Urologue-oncologue, épidémiologiste et chercheur FRQS senior au CHU de Québec-Université Laval (CHU), le Dr Vincent Fradet concentre ses travaux sur les facteurs de risque, la prévention et le traitement du cancer de la prostate. En collaboration avec des spécialistes de divers horizons –nutritionnistes, biologistes moléculaires, biostatisticiens, infirmières… –, il dirige des essais cliniques et précliniques visant à étudier les effets de différentes interventions nutritionnelles sur les mécanismes moléculaires du développement du cancer de la prostate. 

L’une de ses études, BIOCaPPE, menée en collaboration avec plusieurs établissements de santé du Québec sur une cohorte de plus de 2 000 patients, a pour objectif principal de développer des biomarqueurs liés à la fois à l’incidence du cancer de la prostate et aux habitudes de vie. « Ce lien-là va nous donner des outils pour mieux évaluer le risque, mais aussi pour mieux intervenir sur les habitudes de vie. Le but, à long terme, est de concevoir une médecine personnalisée, basée sur les habitudes de vie des patients, afin de prévenir l’apparition, freiner  la progression et améliorer la réponse aux traitements contre les cancers de la prostate et de la vessie. »
 

Mettre la donnée en action

S’il est un domaine dans lequel l’accès aux données et la facilité à les utiliser sont primordiales, c’est bien dans le monde médical. Ces besoins n’étant pas comblés par les outils existants, le Dr Fradet s’est attelé au développement d’une solution informatique appelée CaptoMD1. Grâce à l’ajout d’une couche fonctionnelle au dossier clinique informatisé existant, cette plateforme permet une plus grande convivialité et une efficience accrue des processus de soins. CaptoMD recueille, structure, enrichit et met en contexte les données, qui sont valorisées avec des outils d’efficience clinique tels que des rapports synoptiques. Capto facilite également la collaboration interprofessionnelle en améliorant la communication et le partage de l’information. 
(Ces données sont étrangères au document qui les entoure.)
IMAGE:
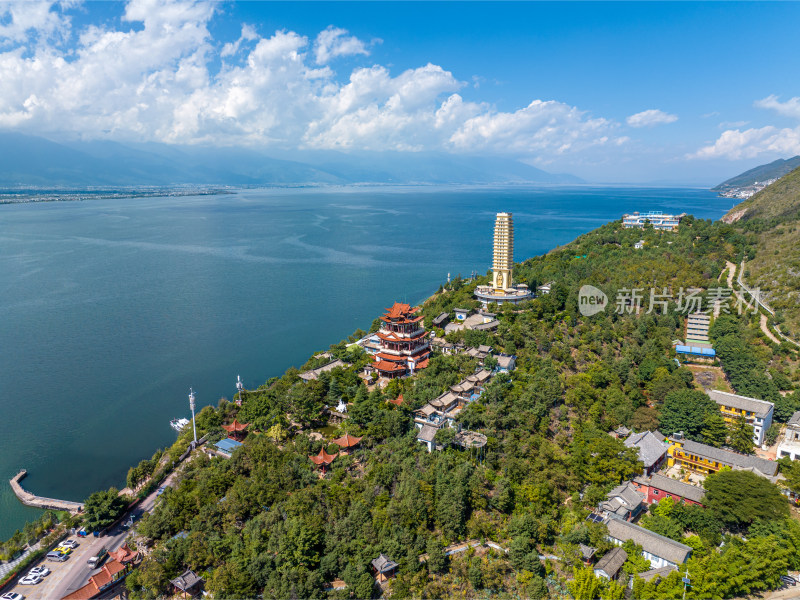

CaptoMD relie les systèmes existants, y intègre les renseignements fournis par le patient,  l’infirmière, le médecin, par les autres membres de l’équipe de soins, les résultats de laboratoire et d’examens ainsi que les indicateurs cliniques, puis structure toutes ces informations en « tableaux de bord ». Ainsi mises en lien, les données forment un portrait complet qui facilite le processus décisionnel du clinicien. « Par exemple, l’antigène prostatique spécifique (APS ou PSA) est un biomarqueur utilisé en suivi du cancer de la prostate. Toutefois, un résultat de test unique est limité. Par contre, avec Capto, l’intervenant peut voir en un clin d’œil comment l’APS évolue et, à partir des résultats de laboratoire et des indicateurs cliniques, il va même pouvoir calculer les scores prédicteurs et représenter graphiquement l’évolution de la maladie chez un patient. En réunissant le patient et les différents cliniciens dans un même environnement de données, Capto produit de l’information granulaire à même son utilisation dans les soins cliniques. Ce qui contribue à résoudre le problème de la plus grande barrière à l’avancement des soins, soit l’accès à la donnée clinique », explique le Dr Fradet. 

Initialement construite sous l’angle du cancer de la prostate – une spécialité du Dr Fradet, mais aussi le cancer le plus fréquemment diagnostiqué chez les hommes au Canada –, la plateforme est utilisée en mode pilote depuis 2015 par l’équipe d’urologie-oncologie du CHU. Cette approche collaborative, basée sur des « super utilisateurs », permet d’une part de développer l’outil en tenant compte des vrais besoins et de la réalité du terrain et, d’autre part, d’adapter les processus de soins aux possibilités offertes par la technologie.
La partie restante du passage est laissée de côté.